For FY 2026, we can use a 25% FCF margin estimate, as this is higher than the FY 2025 23.46% FCF margin, but lower than the 27.4%, according to Stock Analysis data on Cisco. As a result, FCF next year could be $15 billion (i.e., 0.25 x $60b).

Next, using a 5% FCF yield metric, the same as a 20x FCF multiple (i.e., 1/0.05 = 20), Cisco's market cap could rise to $300 billion:

   $15b FCF x 20 = $300 billion market capitalization

That is $30 billion over today's market cap of $270.695 billion, according to Yahoo! Finance. So, the target price is +10.83% (i.e., $300b/$270.695b) higher:

   $68.20 x 1.1083 = $75.62 target price

Analysts Have Raised Their Targets

For example, Yahoo! Finance shows that 26 analysts now have a $76.10 price target, up from $75.58 seen in my Aug. 18 Barchart article over a month ago.

Similarly, Barchart's mean survey price is now $76.58, up from $75.06. 

Similarly, AnaChart.com, which tracks recent analyst write-ups, reports that the average of 21 analysts is $78.19. That is higher than $77.17 a month ago.

The point is that analysts are continuing to raise their estimates of Cisco's value, as they see the company's strong free cash flow and FCF margins improving.

Shorting Cash-Secured Puts to Set a Lower Price and Gain Income

One way to play CSCO stock is to short out-of-the-money (OTM) puts in one-month expiry periods. That way, an investor can potentially buy CSCO at a lower breakeven price after gaining extra income from the short-sale of OTM puts.

For example, in my Aug. 18 Barchart article, I recommended selling short the $64.00 strike price put option expiring Sept. 19 when CSCO was at $66.50. So, it was 3.76% below the trading price, and the income received was 62 cents per put contract (i.e., $62 for every contract after securing $6,400 in collateral).

That means the investor made a one-month 1.0% yield (i.e., $62/6,400 = 0.97%), as it expired out-of-the-money (CSCO closed at $68.21 on Sept. 19). 

This 1% 1-month short-put play can be repeated. For example, in the Oct. 31 expiry period, the $65.00 strike price put option has a $0.66 midpoint premium, for a 1.01% yield, and the $66.00 put has a $0.95 premium, for a 1.439% one-month yield.

CSCO puts expiring Oct. 31 - Barchart - As of Sept. 30, 2025

These two strike prices are out of the money by 4.87% and 3.41%, respectively, or just over 4%, about the same as last month. But the average one-month yield is now higher:

   (1.01% + 1.439%) / 2 = 1.223%

In other words, an investor who invests $6,500 and $6,600 for both of these short put plays will make $161 ($66+95) for 1.223% over one month:

   $161 / $13,100 = 0.0123 = 1.23% yield

So, over the past two months, the expected return (ER) is now 2.223% (i.e., 1% +1.223%). If the investor can repeat this over the next 6 months, the ER is

   2.223% x 3 = 6.669% 6 mo ER

Downside Risks

Note that this also lowers the investor's overall breakeven point from accumulated income, each time the short put is repeated.

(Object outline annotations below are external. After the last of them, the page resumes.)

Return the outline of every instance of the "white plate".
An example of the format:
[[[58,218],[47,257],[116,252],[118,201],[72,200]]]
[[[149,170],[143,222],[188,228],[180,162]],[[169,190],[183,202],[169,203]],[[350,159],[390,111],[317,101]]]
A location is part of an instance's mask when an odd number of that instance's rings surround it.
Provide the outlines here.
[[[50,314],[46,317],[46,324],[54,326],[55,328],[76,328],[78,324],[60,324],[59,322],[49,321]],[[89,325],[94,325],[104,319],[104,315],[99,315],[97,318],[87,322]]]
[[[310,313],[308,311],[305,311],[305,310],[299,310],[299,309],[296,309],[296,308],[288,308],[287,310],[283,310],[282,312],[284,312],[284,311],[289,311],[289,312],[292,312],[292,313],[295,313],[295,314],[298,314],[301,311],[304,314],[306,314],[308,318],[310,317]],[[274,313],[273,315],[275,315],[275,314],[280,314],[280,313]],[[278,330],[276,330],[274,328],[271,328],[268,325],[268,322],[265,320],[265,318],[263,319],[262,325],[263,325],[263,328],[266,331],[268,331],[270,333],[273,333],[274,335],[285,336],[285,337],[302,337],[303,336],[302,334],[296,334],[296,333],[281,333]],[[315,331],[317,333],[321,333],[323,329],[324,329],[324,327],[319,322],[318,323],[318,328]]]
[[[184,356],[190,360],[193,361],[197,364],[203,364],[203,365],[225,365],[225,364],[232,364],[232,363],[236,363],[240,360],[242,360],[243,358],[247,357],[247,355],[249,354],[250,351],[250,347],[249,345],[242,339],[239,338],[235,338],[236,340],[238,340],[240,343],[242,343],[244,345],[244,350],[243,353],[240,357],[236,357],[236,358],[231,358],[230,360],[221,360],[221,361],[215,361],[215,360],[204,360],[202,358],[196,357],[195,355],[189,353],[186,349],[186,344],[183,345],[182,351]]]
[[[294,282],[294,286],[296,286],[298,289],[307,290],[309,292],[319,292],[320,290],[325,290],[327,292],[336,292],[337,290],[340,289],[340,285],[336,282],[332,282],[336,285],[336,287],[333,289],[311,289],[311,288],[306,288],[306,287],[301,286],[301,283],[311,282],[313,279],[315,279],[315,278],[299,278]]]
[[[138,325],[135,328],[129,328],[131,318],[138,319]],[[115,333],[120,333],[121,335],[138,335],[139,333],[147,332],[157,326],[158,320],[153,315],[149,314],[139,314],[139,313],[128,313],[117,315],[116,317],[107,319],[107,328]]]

That assumes that CSCO does not fall to the OTM strike prices and stays flat or slowly moves higher. This is actually slightly better than the annualized 11% ER from holding CSCO, as seen above.

There is a downside risk that CSCO stock falls below the strike price. That could result in an unrealized capital loss. But the delta ratios are low (mid-20%), so there is a low chance this will occur.  Investors can study Barchart's Options Education webinars to understand these risks.

The bottom line is that CSCO is slowly moving higher as its strong FCF is assessed by analysts. That is an ideal situation for short-put plays, especially for existing investors who already hold CSCO shares.